Depuis la rentrée, Jean-Luc Mélenchon semble avoir musclé son discours sur la question européenne. Après avoir voulu bouter hors de l’hémicycle le drapeau étoilé, le patron de la France insoumise a fustigé l’augmentation de la participation nationale au budget européen. « Il n’y a rien de nouveau. La question européenne a toujours été centrale dans notre discours. Nous avons toujours dénoncé cette construction européenne qui se fait sans l’accord des peuples et sans lien avec les revendications populaires », répond Manuel Bompard, son ancien directeur de campagne.

Sur le fond, rien n’a changé : d’abord le plan A (discuter avec les autres pays pour changer les traités), et le plan B, en cas de refus (sortie unilatérale des traités pour construire une autre Europe). Sur la forme, Jean-Luc Mélenchon semble assumer davantage une dimension nationale. En voilà trois exemples, dans le long entretien donné dans Le 1 hebdo.

  • « J’ai été marqué par le sens du nationalisme latino. C’est un nationalisme de gauche, anti-impérialiste. Ça a un sens : tu ne peux pas construire un mouvement de masse à dix mille kilomètres de l’affect moyen de ton pays »
  • « Le "peuple européen", qu’est-ce que c’est ? Je ne me sens rien de commun avec les pays baltes. C’est le bout du monde, même les Romains ne sont pas allés là-bas ! »
  • « En s’appuyant sur l’identité républicaine de la France, on peut faire une Europe des nations bien intégrée »

« On parle à l’ensemble des électeurs, mais notre projet n’a jamais été de trouver des ponts entre les deux rives. La gauche a trop longtemps abandonné à la droite ou l’extrême droite les notions de souveraineté, de patrie, de drapeau. Nous n’avons pas peur de les utiliser mais nous voulons leur donner une traduction progressiste, poursuit Manuel Bompard.
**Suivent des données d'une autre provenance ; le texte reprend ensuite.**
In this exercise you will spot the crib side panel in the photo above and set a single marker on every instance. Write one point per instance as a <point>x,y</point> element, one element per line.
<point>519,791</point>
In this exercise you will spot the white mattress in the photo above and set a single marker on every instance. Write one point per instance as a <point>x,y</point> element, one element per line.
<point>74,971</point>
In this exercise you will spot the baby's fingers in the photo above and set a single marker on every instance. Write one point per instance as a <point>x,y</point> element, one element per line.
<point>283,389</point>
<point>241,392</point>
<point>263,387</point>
Pour nous, la nation n’est pas ethnique mais républicaine et définie par des principes politiques ».

« C’est très bien d’utiliser le terme souverainiste, mais ce n’est pas un mot qu’on utilise vaguement »

Sur l’autre rive, on préfère ironiser : « C’est très bien d’utiliser le terme souverainiste, mais ce n’est pas un mot qu’on utilise vaguement », avance Maxime Thiébaut, cofondateur des Patriotes avec Florian Philippot. « On ne peut venir sur ce créneau sans assumer les conséquences politiques : est-ce que Mélenchon remet en cause la question de la monnaie unique ? Quel discours a-t-il sur les frontières nationales, l’immigration, l’islam radical ? La souveraineté nationale est une et indivisible ».
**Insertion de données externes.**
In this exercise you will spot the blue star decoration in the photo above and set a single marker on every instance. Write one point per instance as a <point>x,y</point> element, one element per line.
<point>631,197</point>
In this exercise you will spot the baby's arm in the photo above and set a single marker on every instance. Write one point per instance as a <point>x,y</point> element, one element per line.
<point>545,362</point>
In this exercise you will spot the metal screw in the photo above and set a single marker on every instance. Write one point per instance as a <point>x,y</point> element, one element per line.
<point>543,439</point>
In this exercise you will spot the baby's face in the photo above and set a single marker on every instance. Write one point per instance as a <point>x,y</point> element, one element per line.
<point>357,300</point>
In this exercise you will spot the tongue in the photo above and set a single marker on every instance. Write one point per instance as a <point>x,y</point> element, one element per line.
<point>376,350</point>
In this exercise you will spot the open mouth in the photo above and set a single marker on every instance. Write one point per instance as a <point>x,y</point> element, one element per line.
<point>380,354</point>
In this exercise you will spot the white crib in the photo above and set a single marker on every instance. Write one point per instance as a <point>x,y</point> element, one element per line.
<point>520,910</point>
Malgré ces différences de notions, les Insoumis peuvent-ils séduire les souverainistes de l’autre bord ? « Les prochaines élections en 2019 sont européennes, et on peut penser que le discours de LFI va se durcir. Emmanuel Macron a pris des positions claires sur l’Europe et tente de rassembler le camp du oui. Il sera intéressant pour Jean-Luc Mélenchon de s’imposer comme le principal opposant », estime Emmanuelle Reungoat, maître de conférences en sciences politiques à l’université de Montpellier.

« Depuis Maastricht et le référendum de 2005, il y a un électorat qui intéresse les partis autour de ces questions européennes. Mais ce qu’on a remarqué c’est que le transfert ne se faisait pas vraiment sur les élections nationales par la suite. Villiers, Pasqua ou Chevènement ont réalisé de bons scores aux Européennes avant d’échouer aux scrutins nationaux », poursuit-elle.

« Le grand pont souverainiste est impossible »

Pour la spécialiste, assumer à fond un tel positionnement serait risqué. « Si les insoumis se présentaient ouvertement comme des souverainistes, il y aurait un risque d’effrayer une partie de l’électorat car la gauche française est internationaliste ».

Le souverainiste de droite Paul-Marie Coûteaux, qui a travaillé à cette union avec Chevènement en 2002, puis avec Marine Le Pen notamment pense la mission désormais impossible : « J’ai beaucoup tenté le faire à mes débuts mais le grand pont souverainiste est en réalité impossible car la rive gauche se dérobera toujours sur la revendication de la souveraineté culturelle et identitaire. Il y a trop de différences entre les deux camps ».